Many successful games started as abandoned ideas that were revisited years later:
- Stardew Valley — Eric Barone worked on the game for over four years, during which he considered quitting multiple times before pushing through
- Hollow Knight — Team Cherry's original concept was much smaller and simpler before evolving through multiple iterations
- Celeste — the full game evolved from a PICO-8 prototype that was made during a game jam
When you shelve a project, save everything — your code, your notes, your design documents, your art assets. Put them in a folder called "Shelved" and move on. Months or years later, when you've grown as a developer and gained new skills and perspective, you might open that folder and see the solution that was invisible to you before.

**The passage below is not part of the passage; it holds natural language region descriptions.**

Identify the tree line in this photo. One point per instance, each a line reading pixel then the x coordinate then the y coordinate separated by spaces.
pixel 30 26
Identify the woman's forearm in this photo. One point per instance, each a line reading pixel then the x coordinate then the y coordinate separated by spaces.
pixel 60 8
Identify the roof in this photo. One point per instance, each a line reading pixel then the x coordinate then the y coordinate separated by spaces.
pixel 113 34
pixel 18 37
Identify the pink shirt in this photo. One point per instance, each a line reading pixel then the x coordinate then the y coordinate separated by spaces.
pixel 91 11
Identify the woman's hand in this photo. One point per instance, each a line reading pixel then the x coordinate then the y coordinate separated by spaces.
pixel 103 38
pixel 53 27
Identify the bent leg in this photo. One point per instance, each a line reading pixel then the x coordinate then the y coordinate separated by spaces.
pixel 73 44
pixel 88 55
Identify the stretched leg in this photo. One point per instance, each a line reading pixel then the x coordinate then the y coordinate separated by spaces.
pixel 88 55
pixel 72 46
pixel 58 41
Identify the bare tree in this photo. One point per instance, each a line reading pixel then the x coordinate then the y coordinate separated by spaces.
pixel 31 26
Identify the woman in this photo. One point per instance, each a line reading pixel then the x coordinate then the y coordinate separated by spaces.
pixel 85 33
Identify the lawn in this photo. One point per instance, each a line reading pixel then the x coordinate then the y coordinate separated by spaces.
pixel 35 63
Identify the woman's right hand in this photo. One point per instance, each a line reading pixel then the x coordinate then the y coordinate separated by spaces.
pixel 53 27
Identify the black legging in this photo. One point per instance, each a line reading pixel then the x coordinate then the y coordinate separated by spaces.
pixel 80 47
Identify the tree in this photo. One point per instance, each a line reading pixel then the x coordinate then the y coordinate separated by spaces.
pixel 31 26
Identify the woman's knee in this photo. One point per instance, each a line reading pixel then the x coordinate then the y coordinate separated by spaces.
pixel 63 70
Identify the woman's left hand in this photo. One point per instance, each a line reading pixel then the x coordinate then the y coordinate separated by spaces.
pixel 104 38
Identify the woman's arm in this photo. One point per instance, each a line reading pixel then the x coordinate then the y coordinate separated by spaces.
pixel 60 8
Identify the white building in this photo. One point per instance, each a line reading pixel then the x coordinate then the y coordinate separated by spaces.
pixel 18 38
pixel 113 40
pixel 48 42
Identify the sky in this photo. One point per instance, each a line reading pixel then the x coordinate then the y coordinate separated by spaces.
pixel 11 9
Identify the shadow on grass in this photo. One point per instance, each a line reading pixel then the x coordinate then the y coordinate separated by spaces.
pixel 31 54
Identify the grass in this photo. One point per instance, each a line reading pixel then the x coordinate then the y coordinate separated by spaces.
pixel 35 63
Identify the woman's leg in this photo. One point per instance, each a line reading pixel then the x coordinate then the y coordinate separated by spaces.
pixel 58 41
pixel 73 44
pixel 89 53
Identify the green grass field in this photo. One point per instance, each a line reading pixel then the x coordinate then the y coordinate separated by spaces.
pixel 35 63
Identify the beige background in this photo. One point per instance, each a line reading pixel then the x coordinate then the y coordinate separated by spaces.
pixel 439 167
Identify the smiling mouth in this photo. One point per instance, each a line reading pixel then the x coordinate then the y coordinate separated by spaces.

Developers who revisit old projects are almost always surprised by how much clearer the path forward has become. Problems that seemed impossible now have obvious solutions. Features that felt essential now seem unnecessary. The distance gives you clarity.
A Practical Framework for Decision-Making
When you hit a wall, use this simple framework to decide your next move:
- Identify the wall type — Is it a "not fun," "too hard," "too big," or "burnout" problem?
- Assess your investment — How much time and energy have you put in? Is the sunk cost low enough that walking away is painless?
- Test the core — Can you strip the game down to its simplest version and test whether the fundamental idea works?
- Consider simplification — Can you cut features, reduce scope, or simplify mechanics to make the project viable?
- Make a decision — Push through, pivot, or shelve. Don't stay in limbo — indecision is the biggest time-waster of all
- Document your lessons — Whatever you decide, write down what you learned. This becomes your most valuable resource for future projects
Every game you start but don't finish is not a failure — it's a prototype that taught you what doesn't work. The only true failure is not starting the next one.
Final Thoughts
Hitting a wall in game development isn't a sign of weakness — it's a sign that you're doing something challenging. The developers who succeed aren't the ones who never get stuck. They're the ones who learn to recognize when to push through, when to simplify, and when to walk away.
If you're a new developer staring at a project that feels broken, know this: shelving it is okay. It doesn't mean you failed. It means you're learning. Take the lessons, start something new, and keep building. The skills and instincts you're developing right now — through both successes and abandoned projects — are the foundation of every great game you'll make in the future.